A former San Luis Obispo, Calif., broker faces up to 30 years in prison after pleading guilty to one count of bank fraud for a scheme in which he admitted to buying properties from banks in short sales at below their fair market value and reselling them at a higher price to buyers that, in many cases, he’d already lined up.

Prosecutors said Timothy William Barnes, 37, the owner of Apex Properties Real Estate Brokerage Inc., minimized the value of houses that he purchased in documents he submitted to banks, and concealed higher offers he had already received.

Barnes allegedly made more than $500,000 in profits on short-sale “flops” in San Luis Obispo, Paso Robles, Pismo Beach and other cities on California’s Central Coast. A federal judge is scheduled to hand down Barnes’ sentence on June 16.

In a separate case last fall, a former Bank of America employee who had authority to approve short sales was accused of taking more than $1 million in bribes to sign off on 18 sales of bank-owned homes in Southern California at prices below what the bank would have approved.

Kevin Lauricella, 28, of Thousand Oaks, pleaded not guilty after being accused in a 28-count grand jury indictment of falsifying bank records, the Los Angeles Times reported.

Bank of America said Lauricella was fired in 2011, and that it has been cooperating with an FBI investigation.
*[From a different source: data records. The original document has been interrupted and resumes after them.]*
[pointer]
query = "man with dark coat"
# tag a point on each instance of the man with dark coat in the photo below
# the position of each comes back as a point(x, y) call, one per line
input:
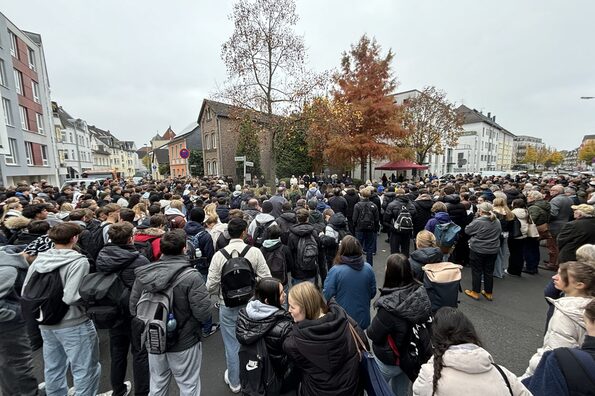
point(577, 233)
point(120, 257)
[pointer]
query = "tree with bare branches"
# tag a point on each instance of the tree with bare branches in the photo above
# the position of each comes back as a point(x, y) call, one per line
point(433, 123)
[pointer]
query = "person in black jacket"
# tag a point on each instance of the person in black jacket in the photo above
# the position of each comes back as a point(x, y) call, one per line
point(403, 302)
point(119, 256)
point(321, 345)
point(264, 317)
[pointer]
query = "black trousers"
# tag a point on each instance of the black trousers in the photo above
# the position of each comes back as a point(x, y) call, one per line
point(123, 338)
point(482, 265)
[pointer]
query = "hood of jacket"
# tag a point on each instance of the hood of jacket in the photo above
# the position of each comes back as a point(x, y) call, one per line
point(322, 340)
point(442, 217)
point(468, 358)
point(55, 258)
point(114, 258)
point(429, 255)
point(355, 262)
point(410, 302)
point(301, 229)
point(159, 275)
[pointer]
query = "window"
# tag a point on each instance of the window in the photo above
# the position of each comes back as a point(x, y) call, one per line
point(35, 91)
point(18, 80)
point(40, 128)
point(13, 44)
point(29, 151)
point(31, 58)
point(24, 119)
point(44, 155)
point(7, 112)
point(11, 158)
point(2, 73)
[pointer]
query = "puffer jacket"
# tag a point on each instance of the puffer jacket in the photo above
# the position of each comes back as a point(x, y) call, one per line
point(259, 320)
point(324, 351)
point(565, 329)
point(539, 211)
point(423, 256)
point(398, 308)
point(467, 370)
point(191, 302)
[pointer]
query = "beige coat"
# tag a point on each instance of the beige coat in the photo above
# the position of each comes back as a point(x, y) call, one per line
point(467, 370)
point(566, 328)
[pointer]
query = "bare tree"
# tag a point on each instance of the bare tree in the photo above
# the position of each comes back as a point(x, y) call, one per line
point(265, 62)
point(433, 122)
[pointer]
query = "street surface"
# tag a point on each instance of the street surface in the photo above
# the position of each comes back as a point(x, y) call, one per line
point(511, 327)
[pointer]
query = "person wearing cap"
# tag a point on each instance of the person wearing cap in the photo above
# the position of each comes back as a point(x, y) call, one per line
point(579, 232)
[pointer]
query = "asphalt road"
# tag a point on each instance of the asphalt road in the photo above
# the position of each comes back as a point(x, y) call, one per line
point(511, 327)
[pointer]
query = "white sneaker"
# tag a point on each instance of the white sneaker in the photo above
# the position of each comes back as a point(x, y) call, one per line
point(233, 389)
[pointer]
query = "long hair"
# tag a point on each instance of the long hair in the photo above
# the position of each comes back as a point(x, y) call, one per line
point(450, 327)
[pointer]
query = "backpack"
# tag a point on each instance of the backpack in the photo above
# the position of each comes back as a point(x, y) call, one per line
point(102, 294)
point(146, 248)
point(365, 221)
point(443, 283)
point(238, 279)
point(403, 222)
point(95, 241)
point(446, 234)
point(276, 262)
point(41, 300)
point(307, 257)
point(416, 350)
point(257, 375)
point(261, 233)
point(152, 310)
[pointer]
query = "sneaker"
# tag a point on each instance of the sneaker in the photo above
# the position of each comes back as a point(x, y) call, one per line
point(488, 296)
point(472, 294)
point(214, 328)
point(233, 389)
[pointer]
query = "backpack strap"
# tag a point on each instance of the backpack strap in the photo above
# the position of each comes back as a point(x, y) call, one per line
point(504, 377)
point(574, 365)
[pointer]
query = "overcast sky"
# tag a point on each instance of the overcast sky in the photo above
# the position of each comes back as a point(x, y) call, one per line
point(136, 67)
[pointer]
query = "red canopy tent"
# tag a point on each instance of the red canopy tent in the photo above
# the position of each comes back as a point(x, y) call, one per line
point(400, 165)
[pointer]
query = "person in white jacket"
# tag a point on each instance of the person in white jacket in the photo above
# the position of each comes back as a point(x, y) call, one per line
point(460, 366)
point(567, 326)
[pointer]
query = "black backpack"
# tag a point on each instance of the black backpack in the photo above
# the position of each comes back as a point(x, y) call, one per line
point(276, 262)
point(42, 296)
point(257, 375)
point(307, 257)
point(365, 221)
point(261, 233)
point(94, 242)
point(146, 248)
point(238, 279)
point(103, 294)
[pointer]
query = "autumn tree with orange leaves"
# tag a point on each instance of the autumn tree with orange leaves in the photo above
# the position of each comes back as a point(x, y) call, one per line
point(360, 122)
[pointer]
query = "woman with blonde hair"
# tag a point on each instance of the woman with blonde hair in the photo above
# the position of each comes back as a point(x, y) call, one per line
point(506, 217)
point(322, 330)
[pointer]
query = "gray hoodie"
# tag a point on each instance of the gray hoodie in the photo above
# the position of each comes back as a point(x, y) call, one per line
point(73, 266)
Three other defendants have signed off on plea agreeements that suggest Lauricella’s arrest was the result of a long-running probe into short-sale manipulation in Southern California, the Times reported.
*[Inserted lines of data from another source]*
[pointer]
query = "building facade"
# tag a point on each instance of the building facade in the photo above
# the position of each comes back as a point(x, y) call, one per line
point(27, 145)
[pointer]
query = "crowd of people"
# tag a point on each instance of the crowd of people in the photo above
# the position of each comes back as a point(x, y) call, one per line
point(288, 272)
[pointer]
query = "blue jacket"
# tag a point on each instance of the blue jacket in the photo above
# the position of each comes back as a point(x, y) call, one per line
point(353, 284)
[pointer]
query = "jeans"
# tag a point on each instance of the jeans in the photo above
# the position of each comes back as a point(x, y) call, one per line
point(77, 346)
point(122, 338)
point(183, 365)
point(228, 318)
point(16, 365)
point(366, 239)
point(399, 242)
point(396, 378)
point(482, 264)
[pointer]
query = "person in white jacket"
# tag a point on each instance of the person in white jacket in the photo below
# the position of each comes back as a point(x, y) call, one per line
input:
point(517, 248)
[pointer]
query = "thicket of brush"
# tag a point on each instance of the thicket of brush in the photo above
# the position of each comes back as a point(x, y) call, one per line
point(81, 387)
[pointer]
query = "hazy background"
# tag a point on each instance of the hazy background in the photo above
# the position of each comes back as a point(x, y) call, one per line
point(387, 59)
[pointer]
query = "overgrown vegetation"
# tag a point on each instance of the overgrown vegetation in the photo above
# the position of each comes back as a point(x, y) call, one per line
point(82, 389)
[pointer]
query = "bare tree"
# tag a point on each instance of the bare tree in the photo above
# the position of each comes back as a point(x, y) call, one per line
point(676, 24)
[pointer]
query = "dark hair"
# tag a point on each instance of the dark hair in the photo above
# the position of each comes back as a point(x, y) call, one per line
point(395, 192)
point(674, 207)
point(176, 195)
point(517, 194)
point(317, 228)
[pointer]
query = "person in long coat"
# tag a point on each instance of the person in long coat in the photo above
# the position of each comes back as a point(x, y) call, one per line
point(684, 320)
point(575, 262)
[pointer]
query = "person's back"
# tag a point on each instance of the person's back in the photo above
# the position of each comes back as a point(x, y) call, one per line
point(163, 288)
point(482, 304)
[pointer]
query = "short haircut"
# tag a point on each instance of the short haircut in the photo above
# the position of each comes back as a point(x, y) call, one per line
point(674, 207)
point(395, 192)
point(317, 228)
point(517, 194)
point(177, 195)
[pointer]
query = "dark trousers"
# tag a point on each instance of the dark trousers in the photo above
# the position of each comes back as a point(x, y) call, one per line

In a 2011 analysis of 450,000 short-sale transactions, property and loan data aggregator CoreLogic estimated that lenders were taking $375 million in unnecessary losses on short sales each year.
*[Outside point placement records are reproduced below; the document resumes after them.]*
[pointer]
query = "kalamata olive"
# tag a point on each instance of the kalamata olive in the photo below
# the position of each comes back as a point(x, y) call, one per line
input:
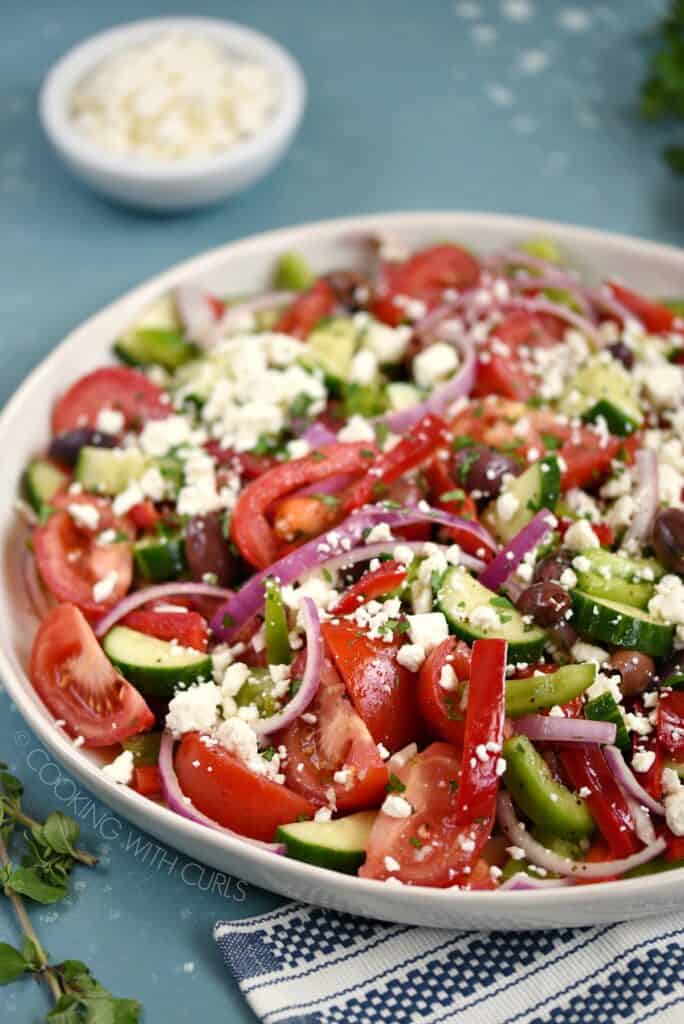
point(66, 448)
point(636, 671)
point(669, 539)
point(546, 602)
point(207, 551)
point(352, 289)
point(481, 469)
point(621, 351)
point(551, 568)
In a previous study, CoreLogic — which conducts a monitoring program designed to help lenders detect short-sale “property flops” by alerting them when there’s more than one loan application pending on the same property — found evidence of “egregious flipping” on about 2 percent of 2010 short sales, with an average loss of $41,500 per transaction.

Lenders participating in CoreLogic’s Mortgage Fraud Consortium — a group of lenders formed in 2008 to pool loan data that can be analyzed by CoreLogic’s fraud detection tools — have the ability to track real estate brokerages and agents “across multiple lender relationships,” the company says.

The company employs fraud detection tools can draw on property listings data the company licenses from multiple listing services. Sold listings data CoreLogic licenses from MLSs is utilized by applications like the company’s LoanSafe Fraud Manager.

VerifiedShortSale, a Web-based platform from Southfield, Mich.-based Woodward Asset Capital, launched in April 2011, lets mortgage servicers receive all offers submitted on a short-sale property directly from buyers’ agents. The platform won an award for “Release of the Year” from Mortgage Technology magazine.

Last year, the U.S. Department of Housing and Urban Development (HUD) implemented a number of new anti-fraud requirements for short sales and deeds-in-lieu of foreclosure, including policies to ensure “arm’s-length” transactions in sales involving FHA-backed loans.

At the urging of the National Association of Realtors, HUD delayed implementation of one aspect of the new requirements, which would have banned real estate agents and brokers from representing both a buyer and a seller in an FHA short-sale transaction.